Some thoughts on social media, disinformation, and the 2024 elections
Multiple factors make data-driven research of social media activity more difficult than in recent election cycles, which empowers people and organizations who manipulate platforms for political gain
The 2024 U.S. general election is coming up in just under a year, and we can expect that as the election season intensifies, disinformation campaigns and social media manipulation related to the election will intensify as well. In recent election cycles, social media propaganda campaigns have been studied by a variety of researchers, some with academic or other group affiliation and others random denizens of the internet such as myself. While this sort of research will continue as the 2024 election approaches, a perfect storm of confounding factors makes this more difficult than in previous election years. These factors include the following:
A reduction in transparency and data availability by multiple major platforms
Attacks on researchers by powerful government and corporate actors
Increased ease of manufacturing misleading content due to advances in generative AI models
Media publishing inaccurate or outright fake “disinfo research” due to the short supply of legitimate data-driven research
As recently as the 2022 election, multiple major social media platforms offered free or low-cost APIs (application programming interfaces) that allowed independent researchers to query and download public data about posts, accounts, and interactions in standard formats (JSON, CSV, etc). In early 2023, both X (formerly Twitter) and Reddit attached massive price tags to previously free or inexpensive API offerings, effectively putting these APIs out of financial reach for most individuals and institutions conducting social media research. Complicating matters, X has limited manual methods of harvesting this information as well — inspecting an account’s followers or followees now only shows a few dozen as opposed to the entire list, and the label showing what software was used to post a given post (helpful for detecting automated posts) has been removed, to name just two examples. My recommendation, as always, is for the platforms themselves to reverse these changes and provide affordable or free APIs to researchers once again, but since this is unlikely to happen, researchers will simply have to get more creative with data gathering techniques.

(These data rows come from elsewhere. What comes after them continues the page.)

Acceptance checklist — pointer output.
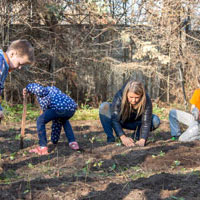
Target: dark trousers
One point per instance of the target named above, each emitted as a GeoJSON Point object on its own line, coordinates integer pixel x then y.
{"type": "Point", "coordinates": [59, 119]}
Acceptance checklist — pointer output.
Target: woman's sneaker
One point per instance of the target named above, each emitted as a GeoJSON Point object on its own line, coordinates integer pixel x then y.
{"type": "Point", "coordinates": [74, 145]}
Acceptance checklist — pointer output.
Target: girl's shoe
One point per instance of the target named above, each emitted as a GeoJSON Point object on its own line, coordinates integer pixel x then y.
{"type": "Point", "coordinates": [39, 150]}
{"type": "Point", "coordinates": [74, 145]}
{"type": "Point", "coordinates": [174, 138]}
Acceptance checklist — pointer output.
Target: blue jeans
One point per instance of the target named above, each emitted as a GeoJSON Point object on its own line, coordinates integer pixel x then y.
{"type": "Point", "coordinates": [59, 119]}
{"type": "Point", "coordinates": [105, 118]}
{"type": "Point", "coordinates": [192, 132]}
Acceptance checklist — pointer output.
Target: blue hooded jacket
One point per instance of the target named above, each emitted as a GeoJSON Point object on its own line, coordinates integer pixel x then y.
{"type": "Point", "coordinates": [51, 97]}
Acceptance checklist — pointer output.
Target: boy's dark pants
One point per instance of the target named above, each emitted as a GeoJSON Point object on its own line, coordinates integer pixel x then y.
{"type": "Point", "coordinates": [59, 118]}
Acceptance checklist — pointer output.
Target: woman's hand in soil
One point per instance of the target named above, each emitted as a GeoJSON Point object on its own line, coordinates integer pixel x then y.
{"type": "Point", "coordinates": [127, 141]}
{"type": "Point", "coordinates": [141, 142]}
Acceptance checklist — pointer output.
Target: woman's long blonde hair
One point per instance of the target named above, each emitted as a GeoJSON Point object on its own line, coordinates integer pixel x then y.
{"type": "Point", "coordinates": [126, 107]}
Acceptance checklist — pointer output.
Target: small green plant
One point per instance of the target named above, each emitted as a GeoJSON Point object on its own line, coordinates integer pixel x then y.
{"type": "Point", "coordinates": [92, 142]}
{"type": "Point", "coordinates": [161, 154]}
{"type": "Point", "coordinates": [86, 169]}
{"type": "Point", "coordinates": [113, 167]}
{"type": "Point", "coordinates": [176, 198]}
{"type": "Point", "coordinates": [30, 166]}
{"type": "Point", "coordinates": [17, 137]}
{"type": "Point", "coordinates": [12, 156]}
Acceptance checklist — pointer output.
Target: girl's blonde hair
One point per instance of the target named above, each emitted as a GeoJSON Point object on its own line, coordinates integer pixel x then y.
{"type": "Point", "coordinates": [126, 107]}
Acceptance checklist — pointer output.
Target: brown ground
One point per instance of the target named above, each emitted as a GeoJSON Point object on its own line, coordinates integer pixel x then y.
{"type": "Point", "coordinates": [164, 169]}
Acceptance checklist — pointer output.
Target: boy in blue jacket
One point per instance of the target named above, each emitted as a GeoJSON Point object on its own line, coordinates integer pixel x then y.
{"type": "Point", "coordinates": [58, 108]}
{"type": "Point", "coordinates": [19, 53]}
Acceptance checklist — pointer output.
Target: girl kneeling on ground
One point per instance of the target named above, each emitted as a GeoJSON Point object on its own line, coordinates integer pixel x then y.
{"type": "Point", "coordinates": [131, 109]}
{"type": "Point", "coordinates": [58, 108]}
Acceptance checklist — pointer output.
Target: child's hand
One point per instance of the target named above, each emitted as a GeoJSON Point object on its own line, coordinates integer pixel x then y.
{"type": "Point", "coordinates": [141, 142]}
{"type": "Point", "coordinates": [1, 115]}
{"type": "Point", "coordinates": [128, 142]}
{"type": "Point", "coordinates": [25, 92]}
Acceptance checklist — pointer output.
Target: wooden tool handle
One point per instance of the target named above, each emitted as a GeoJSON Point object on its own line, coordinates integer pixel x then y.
{"type": "Point", "coordinates": [23, 122]}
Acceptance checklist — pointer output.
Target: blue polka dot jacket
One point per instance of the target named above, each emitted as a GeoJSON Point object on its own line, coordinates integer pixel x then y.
{"type": "Point", "coordinates": [51, 97]}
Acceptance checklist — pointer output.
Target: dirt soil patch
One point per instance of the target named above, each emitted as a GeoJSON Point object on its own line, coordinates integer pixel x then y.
{"type": "Point", "coordinates": [164, 169]}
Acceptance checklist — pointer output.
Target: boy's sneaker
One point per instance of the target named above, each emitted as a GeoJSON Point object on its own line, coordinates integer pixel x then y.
{"type": "Point", "coordinates": [110, 139]}
{"type": "Point", "coordinates": [174, 138]}
{"type": "Point", "coordinates": [39, 150]}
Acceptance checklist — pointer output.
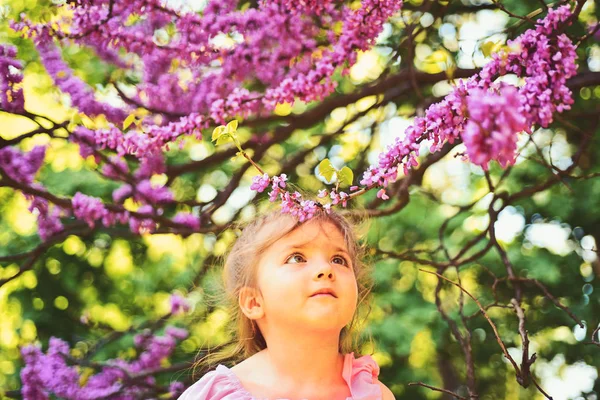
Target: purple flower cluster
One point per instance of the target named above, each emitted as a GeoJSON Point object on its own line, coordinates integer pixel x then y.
{"type": "Point", "coordinates": [179, 304]}
{"type": "Point", "coordinates": [486, 115]}
{"type": "Point", "coordinates": [92, 210]}
{"type": "Point", "coordinates": [494, 119]}
{"type": "Point", "coordinates": [145, 192]}
{"type": "Point", "coordinates": [81, 95]}
{"type": "Point", "coordinates": [48, 216]}
{"type": "Point", "coordinates": [11, 77]}
{"type": "Point", "coordinates": [545, 62]}
{"type": "Point", "coordinates": [51, 374]}
{"type": "Point", "coordinates": [142, 145]}
{"type": "Point", "coordinates": [187, 219]}
{"type": "Point", "coordinates": [360, 29]}
{"type": "Point", "coordinates": [21, 167]}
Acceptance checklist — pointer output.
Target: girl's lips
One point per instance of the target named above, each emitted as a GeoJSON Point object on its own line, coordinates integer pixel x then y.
{"type": "Point", "coordinates": [323, 295]}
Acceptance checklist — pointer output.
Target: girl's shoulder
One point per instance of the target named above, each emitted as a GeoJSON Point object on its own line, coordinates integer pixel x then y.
{"type": "Point", "coordinates": [219, 384]}
{"type": "Point", "coordinates": [361, 375]}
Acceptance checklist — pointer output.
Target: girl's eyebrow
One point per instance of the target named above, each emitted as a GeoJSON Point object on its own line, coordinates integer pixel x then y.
{"type": "Point", "coordinates": [303, 246]}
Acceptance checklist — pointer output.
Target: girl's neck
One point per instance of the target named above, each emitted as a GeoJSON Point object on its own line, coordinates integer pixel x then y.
{"type": "Point", "coordinates": [302, 360]}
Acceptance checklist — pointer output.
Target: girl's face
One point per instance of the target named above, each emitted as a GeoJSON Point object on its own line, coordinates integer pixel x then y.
{"type": "Point", "coordinates": [309, 259]}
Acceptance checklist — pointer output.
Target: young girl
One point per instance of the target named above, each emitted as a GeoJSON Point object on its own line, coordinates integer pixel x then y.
{"type": "Point", "coordinates": [296, 287]}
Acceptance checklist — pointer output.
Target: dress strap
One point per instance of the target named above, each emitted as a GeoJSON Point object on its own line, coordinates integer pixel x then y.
{"type": "Point", "coordinates": [361, 375]}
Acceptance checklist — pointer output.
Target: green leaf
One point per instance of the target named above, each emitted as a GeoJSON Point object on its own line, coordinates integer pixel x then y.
{"type": "Point", "coordinates": [128, 121]}
{"type": "Point", "coordinates": [490, 47]}
{"type": "Point", "coordinates": [231, 127]}
{"type": "Point", "coordinates": [224, 138]}
{"type": "Point", "coordinates": [218, 132]}
{"type": "Point", "coordinates": [326, 169]}
{"type": "Point", "coordinates": [345, 176]}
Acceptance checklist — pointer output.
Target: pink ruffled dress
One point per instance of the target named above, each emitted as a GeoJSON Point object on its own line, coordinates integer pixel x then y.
{"type": "Point", "coordinates": [222, 384]}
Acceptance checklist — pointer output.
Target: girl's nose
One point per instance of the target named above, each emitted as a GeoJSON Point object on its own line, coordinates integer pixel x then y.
{"type": "Point", "coordinates": [325, 272]}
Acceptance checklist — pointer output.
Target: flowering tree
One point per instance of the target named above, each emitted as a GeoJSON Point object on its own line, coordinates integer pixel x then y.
{"type": "Point", "coordinates": [183, 119]}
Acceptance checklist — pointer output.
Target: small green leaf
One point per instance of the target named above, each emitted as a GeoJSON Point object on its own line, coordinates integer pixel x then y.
{"type": "Point", "coordinates": [345, 176]}
{"type": "Point", "coordinates": [218, 132]}
{"type": "Point", "coordinates": [231, 126]}
{"type": "Point", "coordinates": [326, 169]}
{"type": "Point", "coordinates": [224, 138]}
{"type": "Point", "coordinates": [128, 121]}
{"type": "Point", "coordinates": [490, 47]}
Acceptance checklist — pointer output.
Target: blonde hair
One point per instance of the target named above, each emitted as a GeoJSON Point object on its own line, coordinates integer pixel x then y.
{"type": "Point", "coordinates": [240, 271]}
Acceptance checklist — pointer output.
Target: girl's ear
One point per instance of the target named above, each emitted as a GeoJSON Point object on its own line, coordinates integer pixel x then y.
{"type": "Point", "coordinates": [251, 303]}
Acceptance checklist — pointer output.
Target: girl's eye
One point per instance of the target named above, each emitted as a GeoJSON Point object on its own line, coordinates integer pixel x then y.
{"type": "Point", "coordinates": [340, 260]}
{"type": "Point", "coordinates": [295, 259]}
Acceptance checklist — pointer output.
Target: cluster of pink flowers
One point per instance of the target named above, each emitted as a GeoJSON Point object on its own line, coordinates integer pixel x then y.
{"type": "Point", "coordinates": [21, 167]}
{"type": "Point", "coordinates": [544, 60]}
{"type": "Point", "coordinates": [486, 115]}
{"type": "Point", "coordinates": [48, 216]}
{"type": "Point", "coordinates": [53, 374]}
{"type": "Point", "coordinates": [494, 120]}
{"type": "Point", "coordinates": [11, 76]}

Efforts from powerful figures in government, media, and the tech industry to portray social media research as a form of censorship complicate things further. The various authors of the “Twitter Files” (amplified by the company’s new owner) have repeatedly conflated studying social media activity and commenting on suspicious behavior and accounts with censorship, despite the fact that the people doing the studying and commenting have generally not had the power to censor anything. The new GOP majority in the House of Representatives has gone after both academic researchers and tech company employees who study the abuse and manipulation of social media platforms, portraying both as agents of censorship. (This is, ironically, an effort by self-proclaimed “free speech” crusaders to curtail the free speech of those who engage in social media research.)
Complicating matters even further is the rapid rate of technological advancement in the field of generative AI over the last year. While the 2020 and 2022 election cycles both featured rudimentary AI fakes in the form of GAN-generated faces from sites like thispersondoesnotexist.com, 2023 has seen an explosion in more sophisticated synthetic images, video, and text as generative AI improves. Although AI research didn’t create this problem — after all, one can whip up reasonably compelling fake images with Photoshop and a bit of spare time — it does make it drastically easier for pretty much anyone and everyone to create misleading media. Dealing with this will require a combination of increased skepticism and social media literacy on the part of social media users (attempting to corroborate from other sources that an event depicted in a realistic-looking image or video actually happened, for example) and clear platform policies requiring that synthetically generated media be labeled as such.
Finally, there is no guarantee that media coverage (both mainstream and independent) of disinformation and social media manipulation will be based on legitimate research. This has been the case in the past as well, obviously, and coverage of social media research has always suffered a bit due to the desire to present an exciting story, which has resulted in exaggerations of the reach of various influence campaigns and the publication of disputed stories based on papers that have yet to be published. The removal of API access for researchers worsens the situation, however, since there is simply far less legitimate research being produced in the absence of data, resulting in journalists platforming bogus “disinformation research”. This phenomenon has begun veering into Pizzagate territory — in one (still uncorrected) instance, a Daily Beast journalist published a hoax created by a self-styled “disinformation researcher” regarding the manufacture of CSAM, and another “anti-disinfo activist” recently misconstrued an arrest as child trafficking and was amplified by multiple media outlets.
What to do about all of this? I wish I had more concrete advice to offer other than “more skepticism please”, but that’s pretty much what it boils down to in the current online environment — more skepticism on the part of researchers when attempting to draw dramatic conclusions despite lack of access to data, more skepticism from users who encounter outrage-inducing images and videos that may or may not be real, more skepticism from media outlets when they encounter an exciting-looking story based on alleged disinformation research, more skepticism from consumers of media coverage, and above all more skepticism from those in the general public who have been sold on the lie that research is equivalent to censorship.